News Releases

Media Bulletin - Manitoba

July 15, 2021


Manitoba Health and Seniors Care reports the hot temperatures and dry conditions experienced this summer have created ideal conditions for Culex tarsalis, mosquitoes that carry the West Nile virus (WNV).

However, the drought has dried up many sites where mosquitoes would normally lay their eggs. This has left mosquitoes searching for water to lay their eggs and for their larvae to develop. Some are now finding this scarce resource in unusual locations, such as smaller rivers and creeks.

While normally not suitable, the drought has caused some smaller rivers and creeks to stop flowing thus creating ideal spots for Culex tarsalis to lay their eggs.

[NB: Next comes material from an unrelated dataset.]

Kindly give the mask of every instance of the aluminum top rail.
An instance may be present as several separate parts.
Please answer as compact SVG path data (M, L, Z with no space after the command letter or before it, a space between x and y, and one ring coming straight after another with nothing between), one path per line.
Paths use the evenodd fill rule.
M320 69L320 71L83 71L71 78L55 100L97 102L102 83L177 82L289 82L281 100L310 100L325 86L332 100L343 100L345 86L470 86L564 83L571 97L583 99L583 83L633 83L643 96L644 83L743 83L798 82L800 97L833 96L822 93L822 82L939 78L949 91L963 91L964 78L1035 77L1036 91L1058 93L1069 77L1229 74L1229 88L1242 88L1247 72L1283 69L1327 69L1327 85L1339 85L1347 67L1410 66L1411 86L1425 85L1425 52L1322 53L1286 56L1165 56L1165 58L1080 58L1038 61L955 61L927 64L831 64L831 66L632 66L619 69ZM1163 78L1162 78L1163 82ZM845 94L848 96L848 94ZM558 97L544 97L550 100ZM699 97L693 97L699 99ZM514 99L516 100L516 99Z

As a result, larval control will be conducted along these unusual larval development sites, to reduce the numbers of Culex tarsalis adults that emerge and reduce the risk of WNV.

Subject to weather and site conditions, the City of Winnipeg will conduct larval control in the areas of, but not limited to, the Seine River, Omand’s Creek and Sturgeon Creek later this week.

Although the risk for potential human exposure to WNV is low at present, it is likely to increase, particularly as the province proceeds through the historical high-risk period for human exposures in July and August.

At this time, no human cases of West Nile virus have been identified in Manitoba.

While Manitobans are encouraged to enjoy warm weather outdoor activities, it is strongly recommended they reduce their risk of mosquito bites and potential exposure to WNV. Key prevention measures include:
• reducing the amount of time spent outdoors during peak mosquito hours between dusk and dawn;
• using an appropriate mosquito repellent;
• wearing light-colored, loose-fitting clothing with long sleeves and pant legs;
• maintaining door and window screens; and
• cleaning and emptying yard items that collect water.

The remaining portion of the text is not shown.